Resolving the repeated post migration database problem - RopeWiki/app GitHub Wiki
There were repeated problems with the database since moving it to the dockerized setup.
The incidents which results in data lose are outlined here. Each time a backup restore was needed to resolve the issue, and became the defacto response.
A third incident happen as I (coops) was investigating the issue. However this time I managed to resolve the issue without needing to use backups, and in the process resolve the underlying problem such that it shouldn't reoccur.
Spoiler: the mysql.user
table was corrupt.
Reproduction work flow
These were the steps to trigger the issue originally:
./deploy_tool.py dev create_db
./deploy_tool.py dev restore schema
./deploy_tool.py dev start_site
[dev site works]
run mysql `flush privileges`
[dev site works]
./deploy_tools.py dev restore_db
[dev site works (now full of content)]
run mysql `flush privileges`
[dev site broken!]
Ergo - there's something in the backup (and by extension the production database) which breaks authentication.
Investigation
I stared examining the mysql.users
database and comparing post-create_db
, post-restore_schema
, and post-restore_db
. There was clearly differences in the schema (some had a password
field, while others had authentication_string
field).
But one annoying issue was that as soon as you restored the backup and flushed privileges you lost all access. Therefore I attempted to create a user which was not part of production stack, with the hope that it would remain functional after a restore occurred.
This what I ran, and the result it returned:
mysql> create user 'coops'@'%' identified by 'zvU6sUPmCbs9pR_f';
ERROR 1805 (HY000): Column count of mysql.user is wrong. Expected 45, found 42. The table is probably corrupted
This clearly showed the problem. So I went to my dev setup to run the same command, and it also failed.

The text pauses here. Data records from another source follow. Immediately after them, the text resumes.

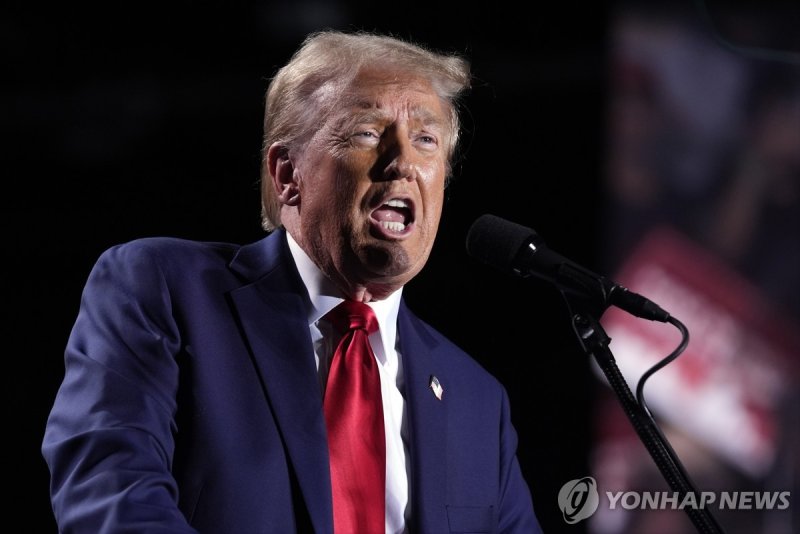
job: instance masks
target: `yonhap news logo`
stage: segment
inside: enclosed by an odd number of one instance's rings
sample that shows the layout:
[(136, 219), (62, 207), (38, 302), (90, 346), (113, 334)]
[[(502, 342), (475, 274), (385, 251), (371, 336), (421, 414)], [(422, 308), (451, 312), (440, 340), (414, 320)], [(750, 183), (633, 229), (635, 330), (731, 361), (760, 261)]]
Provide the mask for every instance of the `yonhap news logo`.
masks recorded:
[(570, 480), (558, 492), (558, 506), (570, 525), (591, 516), (599, 503), (597, 482), (592, 477)]
[(558, 506), (564, 521), (572, 525), (591, 517), (600, 506), (608, 510), (786, 510), (790, 491), (605, 491), (586, 476), (570, 480), (558, 492)]

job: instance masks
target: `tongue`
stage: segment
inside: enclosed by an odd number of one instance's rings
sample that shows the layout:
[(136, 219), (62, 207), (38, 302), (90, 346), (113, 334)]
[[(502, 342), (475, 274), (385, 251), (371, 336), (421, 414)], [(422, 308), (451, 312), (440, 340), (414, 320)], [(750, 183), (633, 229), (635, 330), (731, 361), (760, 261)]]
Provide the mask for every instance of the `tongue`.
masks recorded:
[(400, 210), (390, 206), (381, 206), (372, 212), (372, 216), (381, 222), (405, 222), (405, 215)]

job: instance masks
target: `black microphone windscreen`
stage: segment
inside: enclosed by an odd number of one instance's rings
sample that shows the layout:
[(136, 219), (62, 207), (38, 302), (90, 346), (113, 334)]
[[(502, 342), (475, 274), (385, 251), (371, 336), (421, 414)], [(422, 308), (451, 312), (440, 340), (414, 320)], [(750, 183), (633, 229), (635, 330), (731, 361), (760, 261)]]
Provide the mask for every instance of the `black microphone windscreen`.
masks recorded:
[(496, 215), (481, 215), (467, 232), (467, 253), (498, 269), (513, 269), (520, 249), (535, 238), (530, 228)]

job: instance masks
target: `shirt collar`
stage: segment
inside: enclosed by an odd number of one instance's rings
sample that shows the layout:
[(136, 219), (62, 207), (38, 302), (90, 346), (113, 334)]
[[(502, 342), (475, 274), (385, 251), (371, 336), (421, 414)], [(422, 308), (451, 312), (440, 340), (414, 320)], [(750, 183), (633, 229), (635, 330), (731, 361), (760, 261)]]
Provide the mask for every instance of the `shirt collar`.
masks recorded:
[[(319, 267), (300, 248), (297, 241), (286, 232), (289, 242), (289, 251), (292, 253), (297, 271), (308, 291), (311, 306), (308, 310), (309, 326), (319, 321), (326, 313), (335, 308), (344, 300), (341, 291), (325, 276)], [(400, 309), (400, 297), (403, 288), (398, 289), (383, 300), (368, 302), (375, 317), (378, 319), (378, 328), (381, 335), (381, 344), (384, 354), (394, 350), (397, 337), (397, 313)]]

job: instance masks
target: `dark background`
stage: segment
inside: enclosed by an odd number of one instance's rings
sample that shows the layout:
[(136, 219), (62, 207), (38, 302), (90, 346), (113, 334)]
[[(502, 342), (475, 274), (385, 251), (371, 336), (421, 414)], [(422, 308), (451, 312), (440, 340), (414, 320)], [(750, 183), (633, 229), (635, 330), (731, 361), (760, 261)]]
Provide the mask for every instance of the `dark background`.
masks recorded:
[(506, 384), (545, 530), (584, 529), (564, 523), (556, 496), (589, 470), (589, 362), (553, 288), (478, 265), (464, 242), (493, 213), (598, 266), (610, 5), (17, 4), (0, 16), (0, 141), (4, 458), (23, 530), (55, 531), (39, 447), (97, 256), (144, 236), (262, 237), (263, 93), (303, 36), (325, 27), (471, 59), (464, 156), (428, 268), (405, 295)]

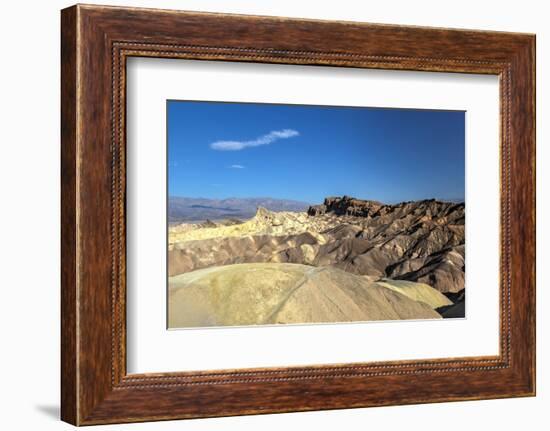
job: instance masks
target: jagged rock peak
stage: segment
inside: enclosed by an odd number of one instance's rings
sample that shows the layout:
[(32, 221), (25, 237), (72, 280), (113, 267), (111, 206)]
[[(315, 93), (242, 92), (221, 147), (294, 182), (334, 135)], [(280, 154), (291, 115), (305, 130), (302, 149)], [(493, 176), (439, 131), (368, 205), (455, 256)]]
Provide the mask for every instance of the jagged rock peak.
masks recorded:
[(256, 218), (269, 218), (272, 217), (273, 213), (267, 208), (259, 206), (256, 210)]
[(381, 202), (355, 199), (350, 196), (327, 197), (321, 205), (310, 206), (308, 214), (317, 216), (332, 213), (335, 215), (367, 217), (378, 212), (384, 206)]
[(444, 215), (456, 209), (464, 210), (464, 203), (442, 202), (436, 199), (421, 201), (401, 202), (395, 205), (387, 205), (382, 202), (356, 199), (350, 196), (327, 197), (320, 205), (312, 205), (308, 208), (308, 215), (319, 216), (333, 214), (337, 216), (376, 217), (392, 213), (397, 209), (420, 209), (426, 213)]
[(285, 221), (287, 221), (287, 217), (284, 213), (276, 213), (259, 206), (256, 211), (256, 215), (254, 216), (254, 220), (256, 223), (264, 226), (282, 226)]

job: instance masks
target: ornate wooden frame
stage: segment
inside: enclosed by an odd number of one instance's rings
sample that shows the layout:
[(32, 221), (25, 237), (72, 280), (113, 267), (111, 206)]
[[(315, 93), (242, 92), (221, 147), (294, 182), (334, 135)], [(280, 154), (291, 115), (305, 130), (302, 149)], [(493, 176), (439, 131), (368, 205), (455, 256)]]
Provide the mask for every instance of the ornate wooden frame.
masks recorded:
[[(535, 394), (535, 36), (77, 5), (62, 11), (61, 417), (75, 425)], [(494, 74), (500, 354), (126, 373), (129, 56)]]

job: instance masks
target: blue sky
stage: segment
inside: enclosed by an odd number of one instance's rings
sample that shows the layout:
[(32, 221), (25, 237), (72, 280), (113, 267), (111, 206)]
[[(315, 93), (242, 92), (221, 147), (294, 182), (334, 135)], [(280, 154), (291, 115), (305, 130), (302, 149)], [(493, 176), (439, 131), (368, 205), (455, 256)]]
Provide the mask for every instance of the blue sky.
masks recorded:
[(168, 101), (168, 193), (464, 199), (465, 113)]

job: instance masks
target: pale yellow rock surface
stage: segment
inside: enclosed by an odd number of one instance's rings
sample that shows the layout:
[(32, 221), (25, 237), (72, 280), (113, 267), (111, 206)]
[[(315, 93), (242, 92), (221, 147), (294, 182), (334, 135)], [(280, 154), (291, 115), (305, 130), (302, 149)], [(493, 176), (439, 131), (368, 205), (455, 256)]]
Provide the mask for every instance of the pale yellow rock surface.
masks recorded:
[(293, 235), (309, 232), (315, 235), (319, 244), (324, 244), (323, 236), (318, 232), (326, 229), (329, 219), (313, 219), (305, 212), (271, 212), (259, 208), (256, 215), (244, 223), (230, 226), (199, 227), (199, 225), (181, 224), (170, 227), (168, 243), (170, 245), (186, 241), (212, 238), (246, 237), (257, 235)]
[(170, 328), (439, 318), (424, 302), (332, 267), (248, 263), (169, 278)]
[(445, 295), (425, 283), (406, 280), (383, 280), (378, 281), (377, 284), (399, 292), (415, 301), (424, 302), (434, 309), (453, 303)]

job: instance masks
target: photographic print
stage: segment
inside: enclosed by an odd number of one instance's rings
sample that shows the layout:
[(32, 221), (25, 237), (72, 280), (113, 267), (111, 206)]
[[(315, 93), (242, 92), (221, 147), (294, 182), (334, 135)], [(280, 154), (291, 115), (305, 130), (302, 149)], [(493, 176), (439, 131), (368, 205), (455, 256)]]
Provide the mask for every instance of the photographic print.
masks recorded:
[(465, 317), (465, 112), (169, 100), (168, 327)]

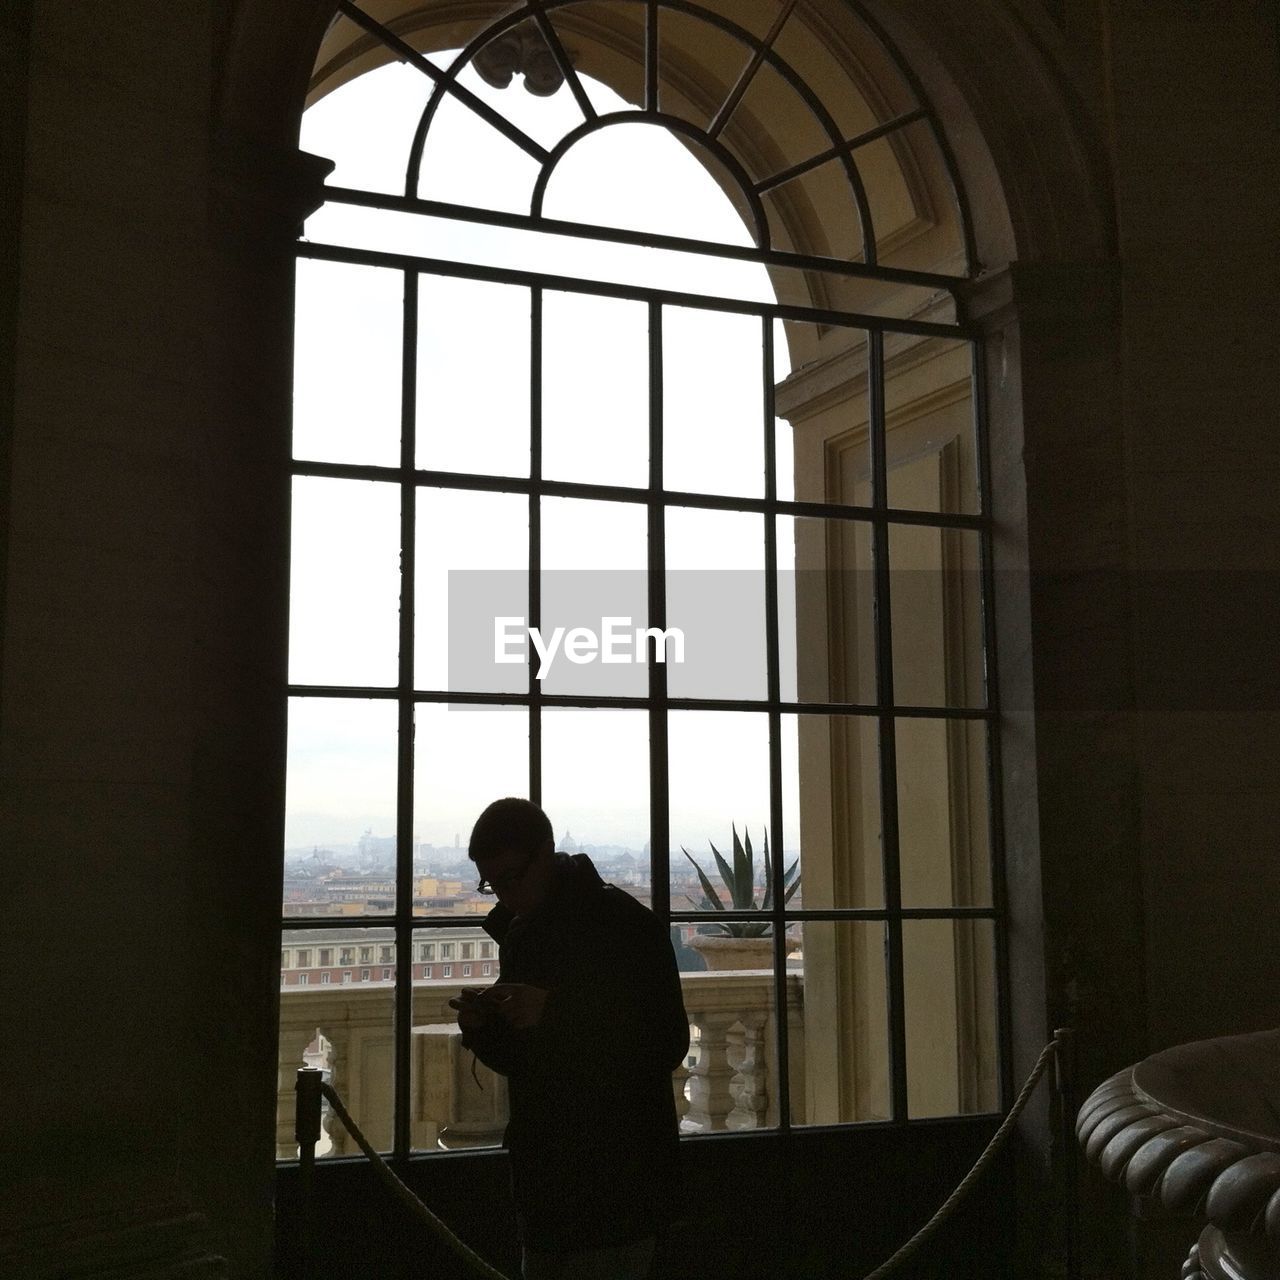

I hadn't realize my initial attempt had broken the production site until it was mentioned in Slack.
Recovery
tl;dr - blow away mysql.user table, create an empty one and copy it into place, recreate root & ropewiki users.
Get docker-mysql into a recovery mode
Get access to inaccessible database:
# Stop the production mysql container
docker stop prod_ropewiki_db_1
# Start a new mysql container, with access to the same volume, but with a shell entrypoint
docker run -it --rm --name=mysql-reset-pass --entrypoint=/bin/bash -v ropewiki_database_storage:/var/lib/mysql ropewiki/database
# Enter the container
docker exec -it mysql-reset-pass bash
# Start mysql, but tell it to ignore authentication
root@ropewiki_db:/# mysqld_safe --skip-grant-tables
# Access mysql, no authentication needed
root@ropewiki_db:/# mysql
mysql>
At this point I tried various things like: deleting entries in mysql.user, create user...
, update...
. None were successful, mainly because the schema of the table was still wrong, and that in safe mode mysql won't process create user
queries.
I then tried to delete the table from /var/lib/mysql/mysql/user.*
and restart mysql, hoping it would recreate it, but it didn't.
My next idea was to trick mysql into creating a new initial setup, and copy that table across.
# Edit /etc/mysql/mysql.conf.d/mysqld.cnf to point it away from the production data
datadir = /tmp/coops
# Create a new empty mysql instance
root@ropewiki_db:/# mysqld --initialize
[ note the root password it gives you ]
# Copy the user table to the production database
root@ropewiki_db:/# cp -a /tmp/coops/mysql/user.* /var/lib/mysql/mysql/
# Revert the datadir in /etc/mysql/mysql.conf.d/mysqld.cnf
datadir = /var/lib/mysql
# Restart mysql
# Login with the new root password
root@ropewiki_db:/# mysql -uroot -p
# Fix the root password
mysql> update user set authentication_string=password('REAL_ROOT_PASSWD') where user='root';
# Create the ropewiki user
mysql> CREATE USER 'ropewiki'@'%' IDENTIFIED BY '$RW_DB_PASSWORD';
mysql> GRANT ALL PRIVILEGES ON *.ropewiki TO 'ropewiki'@'%';
mysql> FLUSH PRIVILEGES;
Where did the root issue come from?
My guess is that during the migration the mysql versions also changed, which changes the schema of the mysql.user
table. When deploy_tool.py create_db
created new users they would be added in an empty database using the new format, but then restore_db
would overwrite the table with what was taken from the old database. The problem wouldn't surface until mysql re-reads the mysql.user
table. This would occur on container restart, running flush privileges
manually, or when modify the table (e.g. adding a new user).
Prevention
My top suggestion to prevent this kind of problem in future is to restore only the ropewiki
database during a migration. Any mysql specific data (e.g. users) should be recreated separately.